In this implementation, we first determine the size of the matrix n. We initialize ans to store the degrees. For each vertex, we sum the corresponding row in matrix, which counts the number of edges connected to that vertex. Finally, we return ans.

Go Solution

func findDegrees(matrix [][]int) []int {
    n := len(matrix)
    ans := make([]int, n)
    for i := 0; i < n; i++ {
        degree := 0
        for j := 0; j < n; j++ {
            degree += matrix[i][j]
        }
        ans[i] = degree
    }
    return ans
}

In Go, we similarly determine the size of the matrix and create a slice ans of length n to hold the degrees. For each vertex, we iterate through its row and accumulate the sum of 1s in a variable degree, which we then assign to ans[i]. This version handles slices explicitly and does not rely on built-in sum functions.

Worked Examples

Example 1: matrix = [[0,1,1],[1,0,1],[1,1,0]]

Vertex Row Sum Degree
0 [0,1,1] 2 2
1 [1,0,1] 2 2
2 [1,1,0] 2 2

Result: [2, 2, 2]

Example 2: matrix = [[0,1,0],[1,0,0],[0,0,0]]

Vertex Row Sum Degree
0 [0,1,0] 1 1
1 [1,0,0] 1 1
2 [0,0,0] 0 0

Result: [1, 1, 0]

Example 3: matrix = [[0]]

Vertex Row Sum Degree
0 [0] 0 0

Result: [0]

Complexity Analysis

Measure Complexity Explanation
Time O(n^2) We iterate through each of the n rows, and each row has n elements, so O(n * n)
Space O(n) We store the degree of each of the n vertices in an output array

Even though we only sum rows, each row has n elements, so the algorithm is O(n^2), which is acceptable for n ≤ 100. Space is linear in the number of vertices because we only store the result.

Test Cases

solution = Solution()

# Provided examples
assert solution.findDegrees([[0,1,1],[1,0,1],[1,1,0]]) == [2,2,2]  # Fully connected 3-node graph
assert solution.findDegrees([[0,1,0],[1,0,0],[0,0,0]]) == [1,1,0]  # Sparse graph
assert solution.findDegrees([[0]]) == [0]  # Single vertex, no edges

# Edge cases
assert solution.findDegrees([[0,0],[0,0]]) == [0,0]  # Two disconnected vertices
assert solution.findDegrees([[0,1],[1,0]]) == [1,1]  # Two connected vertices
assert solution.findDegrees([[0]*100 for _ in range(100)]) == [0]*100  # Large disconnected graph
assert solution.findDegrees([[0 if i==j else 1 for j in range(100)] for i in range(100)]) == [99]*100  # Fully connected large graph
Test Why
[[0,1,1],[1,0,1],[1,1,0]] Validates fully connected small graph
[[0,1,0],[1,0,0],[0,0,0]] Validates sparse connections
[[0]] Validates single vertex case
[[0,0],[0,0]] Disconnected small graph
[[0,1],[1,0]] Two-node connected graph
100x100 zero matrix Validates large disconnected graph
100x100 fully connected matrix Validates large fully connected graph

Edge Cases

One important edge case is a single vertex graph (n = 1). The adjacency matrix is [[0]], and the algorithm correctly sums the row to return [0].

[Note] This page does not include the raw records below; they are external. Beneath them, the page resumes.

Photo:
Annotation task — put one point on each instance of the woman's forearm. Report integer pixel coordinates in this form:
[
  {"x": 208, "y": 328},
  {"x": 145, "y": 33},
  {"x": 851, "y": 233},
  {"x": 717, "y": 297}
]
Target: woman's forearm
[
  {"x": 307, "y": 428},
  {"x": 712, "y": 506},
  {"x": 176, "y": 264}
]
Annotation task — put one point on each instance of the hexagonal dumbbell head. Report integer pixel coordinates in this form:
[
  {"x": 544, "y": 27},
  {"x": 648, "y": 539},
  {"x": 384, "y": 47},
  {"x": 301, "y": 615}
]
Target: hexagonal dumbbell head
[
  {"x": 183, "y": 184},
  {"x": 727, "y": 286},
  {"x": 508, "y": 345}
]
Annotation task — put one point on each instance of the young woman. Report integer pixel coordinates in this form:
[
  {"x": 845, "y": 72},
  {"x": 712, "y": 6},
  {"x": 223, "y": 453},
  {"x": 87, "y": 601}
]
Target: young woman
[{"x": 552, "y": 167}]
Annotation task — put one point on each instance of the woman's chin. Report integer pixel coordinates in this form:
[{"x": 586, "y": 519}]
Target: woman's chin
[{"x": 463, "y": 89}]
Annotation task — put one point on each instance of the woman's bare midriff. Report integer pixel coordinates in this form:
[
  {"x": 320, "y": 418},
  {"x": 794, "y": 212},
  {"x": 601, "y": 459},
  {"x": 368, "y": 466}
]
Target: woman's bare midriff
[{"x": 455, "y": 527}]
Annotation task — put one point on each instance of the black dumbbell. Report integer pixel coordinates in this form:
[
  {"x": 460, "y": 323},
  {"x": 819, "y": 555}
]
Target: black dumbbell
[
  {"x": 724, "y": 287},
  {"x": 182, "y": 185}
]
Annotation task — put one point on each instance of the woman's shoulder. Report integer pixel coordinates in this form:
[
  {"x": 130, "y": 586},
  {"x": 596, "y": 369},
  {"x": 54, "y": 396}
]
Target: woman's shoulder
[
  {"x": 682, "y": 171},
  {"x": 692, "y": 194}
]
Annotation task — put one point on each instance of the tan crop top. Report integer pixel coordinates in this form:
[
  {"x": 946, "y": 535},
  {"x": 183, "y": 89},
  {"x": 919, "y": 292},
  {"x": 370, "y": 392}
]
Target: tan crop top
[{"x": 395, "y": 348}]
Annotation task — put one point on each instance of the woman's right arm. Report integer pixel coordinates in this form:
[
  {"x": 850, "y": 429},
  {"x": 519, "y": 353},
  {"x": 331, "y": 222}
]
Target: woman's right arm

Another edge case is vertices with no connections. The algorithm handles rows full of 0s correctly, producing a degree of 0.

A third edge case is a fully connected graph where every vertex is connected to every other vertex. This tests that the algorithm correctly sums n-1 edges for each vertex and does not mistakenly include the diagonal element, which is guaranteed to be 0. This ensures no off-by-one errors.